Por isso, pouco passava das onze da noite quando se conseguiu montar em cima da sua Famel e rumar a uma outra tasca, em Fernão Ferro. Conhecia a estrada como ninguém, mas hoje parecia que estava diferente, mais sinuosa e as curvas tinham mudado de sítio. Então, para pleno gozo dos camaradas que o viam arrancar aos "ss" pela estrada fora, Márito colou a roda da frente à linha branca da estrada e assim foi, sempre encostado à direita. Bom, nem sempre conseguiu ir em cima da linha, até porque o guiador da Famel parecia que tinha ganho vida própria. Umas vezes mais direito do que outras, lá foi.
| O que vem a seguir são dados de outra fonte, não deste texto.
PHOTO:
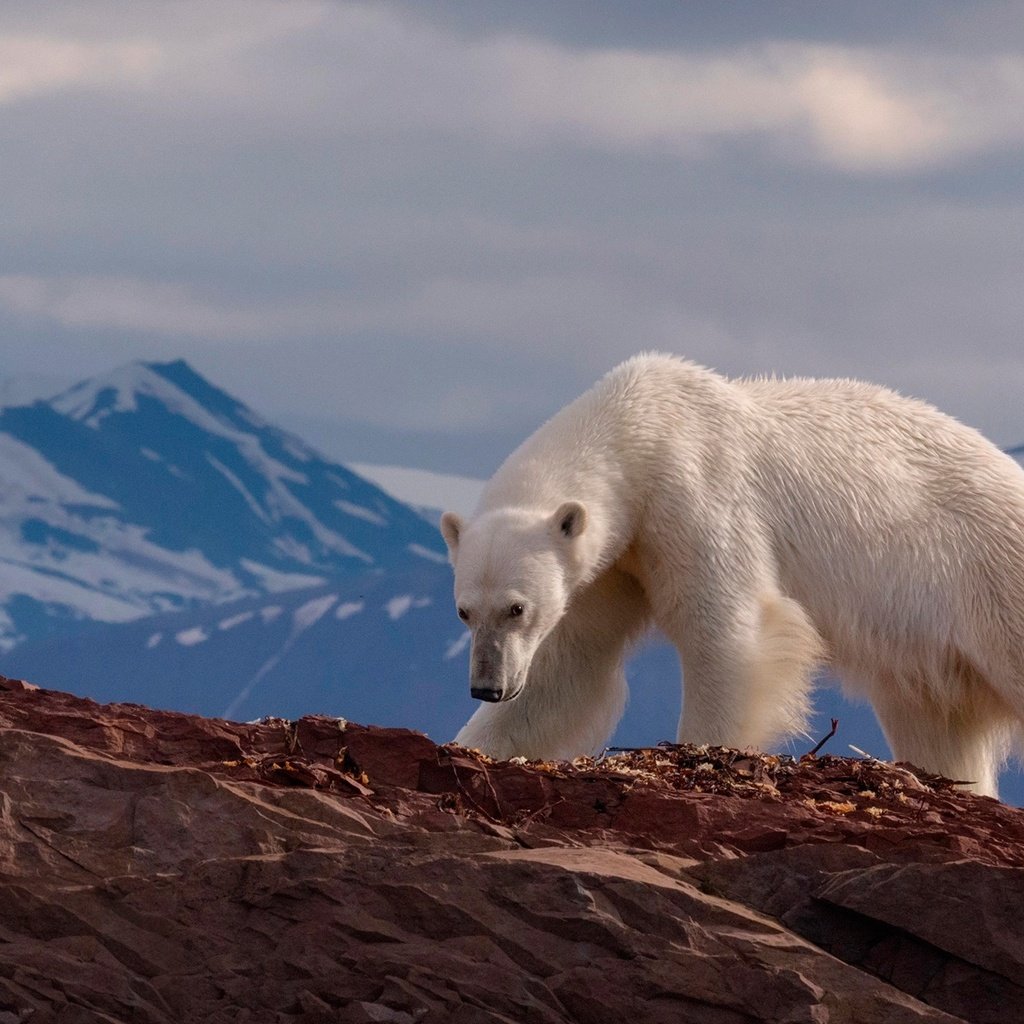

Ia a pouco mais do meio de caminho quando as linhas começam a desaparecer. Ora, era naquele sítio que mudava a freguesia, e acabavam as linhas de marcação da estrada. "Bonito serviço" pensou o vinho dentro do corpo de Márito. Mas lá continuou, a uns 30 km/h, até à curva seguinte. Saiu da estrada, enfiou a roda da frente da sua Famel num buraco, desequilibrou-se e caiu. Dois ou três arranhões no braço e o garfo da Famel torto. Márito adormeceu, já muito perto da meia-noite, na berma da estrada, deitado junto à mota. Os carros que por lá passavam ignoravam por completo o "podre de bêbado" e só de manhã Márito acordou. Levantou-se e caminhou, empurrando a sua motorizada. Chegou finalmente à tasca de Fernão Ferro e pediu: "Um pénalte fáxavor". Foi a casa ver do almoço e voltou para a Quinta do Conde, onde o stock já tinha sido reposto.
2 comentários:
eheheheheheh! o melhor dos caminhos, quando se está bêbado, é sempre o do meio, se bem que, a estratégia da linha até não está má. afinal, sempre se chama guia. eheheheheh muito bom, especialmente a descrição, logo de inicio, do Márito.
Claudinho, Claudinho... como vai a vida em Lx?!?!?!?!